A terceira propriedade que define as células estaminais é a capacidade de produzir tipos de células mais especializadas no organismo. As células estaminais têm a capacidade única de produzir cópias de si próprias (auto-renovação) e outros tipos de células mais especializadas (diferenciação) quando se dividem. Estas duas características fazem com que estas células sejam utilizadas no tratamento de mais de 80 doenças, atuando a nível da reparação dos tecidos e consequentemente no tratamento de doenças decorrentes de disfunção celular.

As células estaminais, portadoras do gene da doença ou modificadas para conter genes da doença, constituem uma alternativa viável. Podem ser utilizadas para estudar o processo de desenvolvimento, os factores envolvidos no crescimento de tipos de tecidos específicos e como forma de modelar doenças em laboratório. Podem também ser utilizadas para testar medicamentos e para modelar doenças em diferentes tecidos sem recolher amostras de tecidos de doentes. Não são capazes de produzir qualquer tipo de célula, mas são frequentemente capazes de produzir vários tipos de células para reconstituir o tecido a que estão associadas.

No entanto, já se observa um grande potencial para a sua expansão na medicina.

As células estaminais tecidulares específicas não são pluripotentes como as ESCS. Quando os cientistas sabem que um determinado grupo de CTE pode ser mantido e cultivado indefinidamente, podem guardar amostras para as depositar em bancos de células estaminais, para que outros cientistas também as possam utilizar.

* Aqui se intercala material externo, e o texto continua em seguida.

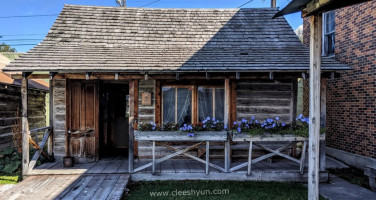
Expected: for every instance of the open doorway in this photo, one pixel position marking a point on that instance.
(113, 118)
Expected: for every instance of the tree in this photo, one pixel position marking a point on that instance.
(6, 48)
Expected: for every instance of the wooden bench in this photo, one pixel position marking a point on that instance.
(371, 173)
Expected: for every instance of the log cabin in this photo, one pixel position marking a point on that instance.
(114, 68)
(10, 107)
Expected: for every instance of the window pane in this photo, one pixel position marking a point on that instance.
(168, 105)
(205, 103)
(219, 104)
(184, 106)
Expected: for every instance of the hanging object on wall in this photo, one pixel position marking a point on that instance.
(146, 99)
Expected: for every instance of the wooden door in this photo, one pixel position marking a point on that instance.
(82, 120)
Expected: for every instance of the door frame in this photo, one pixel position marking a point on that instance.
(68, 119)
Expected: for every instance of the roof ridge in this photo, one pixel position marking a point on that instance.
(143, 8)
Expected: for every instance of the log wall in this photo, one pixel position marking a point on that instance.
(265, 99)
(10, 104)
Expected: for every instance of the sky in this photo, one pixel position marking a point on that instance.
(23, 32)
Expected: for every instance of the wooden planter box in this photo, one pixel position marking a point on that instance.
(267, 137)
(176, 136)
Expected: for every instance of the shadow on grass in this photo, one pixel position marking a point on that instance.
(216, 190)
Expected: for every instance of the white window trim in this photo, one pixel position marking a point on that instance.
(324, 33)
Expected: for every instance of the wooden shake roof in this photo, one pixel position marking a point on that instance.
(117, 39)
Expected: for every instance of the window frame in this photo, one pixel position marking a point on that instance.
(176, 100)
(213, 87)
(194, 99)
(325, 33)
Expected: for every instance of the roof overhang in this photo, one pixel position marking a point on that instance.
(311, 7)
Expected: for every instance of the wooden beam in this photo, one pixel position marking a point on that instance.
(157, 107)
(314, 107)
(52, 75)
(25, 126)
(313, 6)
(323, 124)
(187, 76)
(131, 124)
(273, 3)
(51, 107)
(227, 122)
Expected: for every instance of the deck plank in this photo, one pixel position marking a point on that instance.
(99, 166)
(118, 189)
(194, 166)
(113, 167)
(167, 167)
(74, 189)
(123, 167)
(106, 187)
(89, 190)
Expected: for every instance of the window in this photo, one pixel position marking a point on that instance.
(191, 104)
(328, 33)
(177, 105)
(211, 103)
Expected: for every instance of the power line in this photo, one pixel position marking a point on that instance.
(19, 16)
(23, 34)
(22, 44)
(245, 3)
(150, 3)
(18, 40)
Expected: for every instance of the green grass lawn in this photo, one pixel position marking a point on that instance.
(216, 190)
(9, 179)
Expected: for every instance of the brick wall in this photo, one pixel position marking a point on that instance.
(351, 99)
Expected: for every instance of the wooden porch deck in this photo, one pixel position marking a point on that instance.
(182, 169)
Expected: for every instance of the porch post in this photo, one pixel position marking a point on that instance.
(323, 124)
(131, 128)
(314, 107)
(133, 113)
(51, 138)
(25, 126)
(227, 122)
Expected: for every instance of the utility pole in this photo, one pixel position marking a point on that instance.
(273, 3)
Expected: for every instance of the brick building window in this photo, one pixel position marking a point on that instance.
(328, 33)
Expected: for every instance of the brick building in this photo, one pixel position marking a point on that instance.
(349, 35)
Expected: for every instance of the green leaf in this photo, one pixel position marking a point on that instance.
(8, 151)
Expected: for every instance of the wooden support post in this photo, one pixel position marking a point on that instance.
(249, 158)
(207, 158)
(153, 154)
(131, 124)
(273, 3)
(323, 124)
(227, 122)
(51, 138)
(25, 126)
(314, 107)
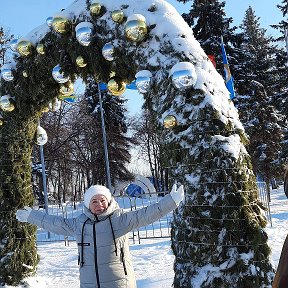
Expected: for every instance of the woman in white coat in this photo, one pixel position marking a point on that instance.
(102, 234)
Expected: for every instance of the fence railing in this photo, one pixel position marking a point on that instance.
(158, 229)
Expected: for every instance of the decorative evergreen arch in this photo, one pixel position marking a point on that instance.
(221, 223)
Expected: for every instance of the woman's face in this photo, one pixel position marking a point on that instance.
(98, 204)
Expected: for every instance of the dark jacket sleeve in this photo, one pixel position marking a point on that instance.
(134, 219)
(55, 224)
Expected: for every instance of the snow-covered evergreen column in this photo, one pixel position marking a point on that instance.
(18, 251)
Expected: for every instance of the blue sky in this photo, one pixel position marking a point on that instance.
(22, 16)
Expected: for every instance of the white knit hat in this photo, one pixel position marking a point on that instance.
(96, 190)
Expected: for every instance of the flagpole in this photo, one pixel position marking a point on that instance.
(286, 39)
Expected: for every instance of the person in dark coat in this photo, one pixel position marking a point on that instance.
(102, 234)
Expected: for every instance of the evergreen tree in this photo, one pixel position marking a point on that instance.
(5, 38)
(256, 80)
(209, 22)
(280, 99)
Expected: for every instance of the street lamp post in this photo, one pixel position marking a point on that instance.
(108, 177)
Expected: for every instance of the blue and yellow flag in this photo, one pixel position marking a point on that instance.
(228, 77)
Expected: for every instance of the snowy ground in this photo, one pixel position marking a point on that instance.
(153, 259)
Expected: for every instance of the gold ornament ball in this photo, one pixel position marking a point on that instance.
(24, 48)
(80, 62)
(116, 87)
(66, 89)
(40, 48)
(136, 30)
(60, 24)
(118, 16)
(6, 105)
(170, 121)
(95, 8)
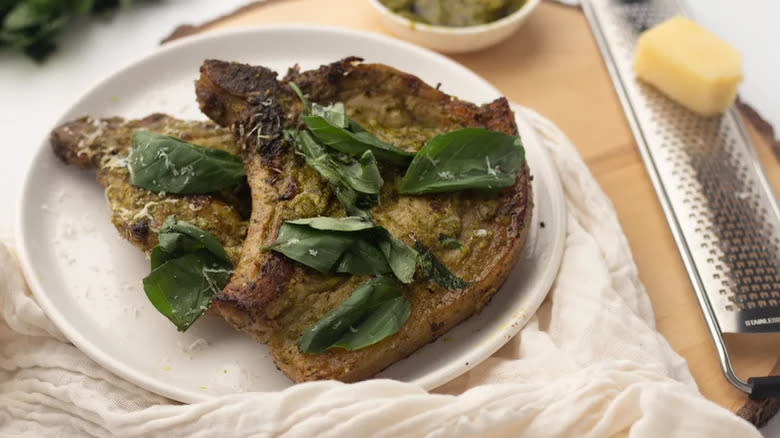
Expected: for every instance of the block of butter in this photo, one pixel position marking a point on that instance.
(690, 65)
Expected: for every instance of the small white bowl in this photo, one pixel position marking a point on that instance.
(449, 39)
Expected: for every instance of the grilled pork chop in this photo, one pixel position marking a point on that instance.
(274, 299)
(138, 214)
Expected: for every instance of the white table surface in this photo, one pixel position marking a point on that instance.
(33, 96)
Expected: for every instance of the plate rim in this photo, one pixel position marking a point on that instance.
(150, 383)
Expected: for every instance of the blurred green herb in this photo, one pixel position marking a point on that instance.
(32, 25)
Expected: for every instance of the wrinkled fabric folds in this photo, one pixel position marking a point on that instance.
(590, 363)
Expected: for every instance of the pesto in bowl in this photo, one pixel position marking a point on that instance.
(454, 13)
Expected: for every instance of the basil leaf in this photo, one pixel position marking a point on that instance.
(470, 158)
(351, 245)
(317, 249)
(401, 257)
(449, 242)
(335, 114)
(375, 310)
(188, 267)
(181, 237)
(364, 258)
(353, 143)
(433, 270)
(331, 126)
(356, 184)
(166, 164)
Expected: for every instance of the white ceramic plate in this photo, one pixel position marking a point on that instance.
(87, 279)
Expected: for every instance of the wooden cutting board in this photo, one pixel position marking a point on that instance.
(553, 66)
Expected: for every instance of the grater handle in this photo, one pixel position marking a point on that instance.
(764, 387)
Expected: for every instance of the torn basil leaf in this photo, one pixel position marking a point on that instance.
(356, 183)
(433, 270)
(375, 310)
(350, 245)
(355, 143)
(189, 266)
(167, 164)
(331, 127)
(469, 158)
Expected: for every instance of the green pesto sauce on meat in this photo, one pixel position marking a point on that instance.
(456, 13)
(138, 214)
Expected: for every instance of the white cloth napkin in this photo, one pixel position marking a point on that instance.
(590, 363)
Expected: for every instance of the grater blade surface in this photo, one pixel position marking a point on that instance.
(720, 207)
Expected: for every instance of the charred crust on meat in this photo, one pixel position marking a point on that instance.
(139, 231)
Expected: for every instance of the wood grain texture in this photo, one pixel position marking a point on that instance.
(553, 66)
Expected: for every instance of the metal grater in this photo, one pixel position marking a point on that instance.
(719, 205)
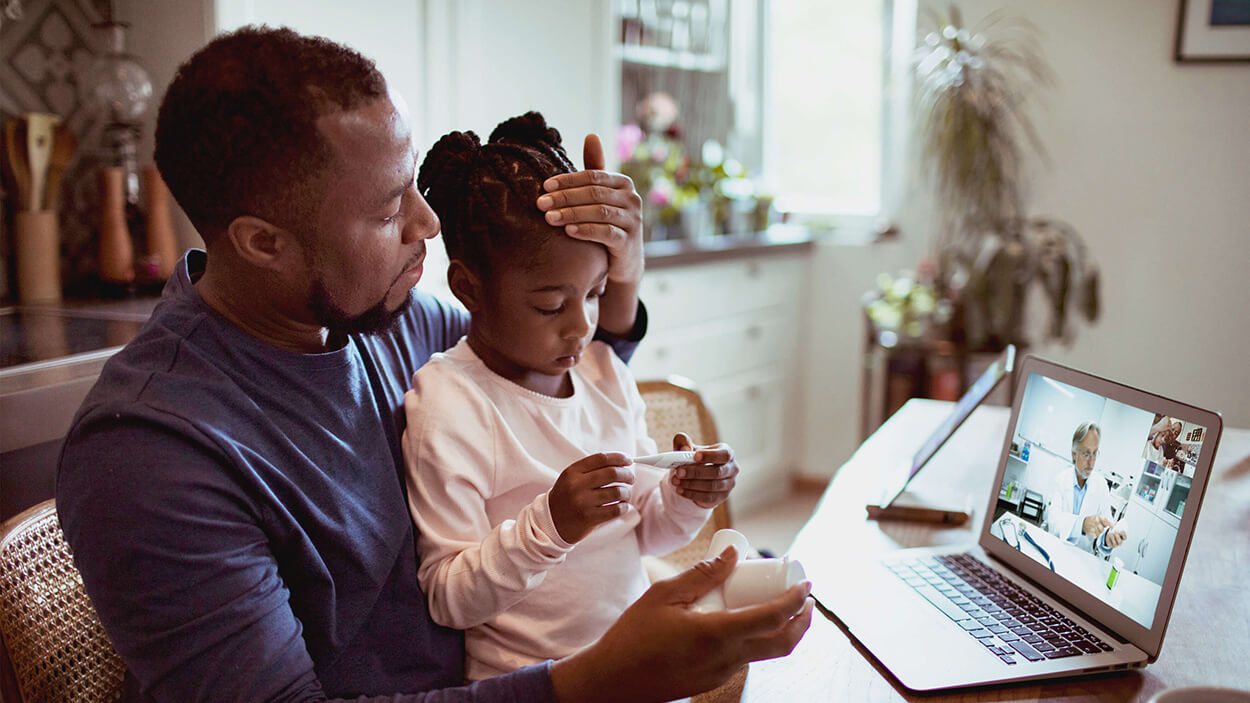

São também conhecidas por células iPS, iPSC ou células estaminais “reprogramadas”. Muitas pessoas pensam que as células estaminais provêm de um embrião inicial e que podem ser transformadas em qualquer tipo de célula. A auto-renovação é a segunda das três propriedades que definem as células estaminais. Em vez disso, têm de ser repostas a partir de populações de células estaminais.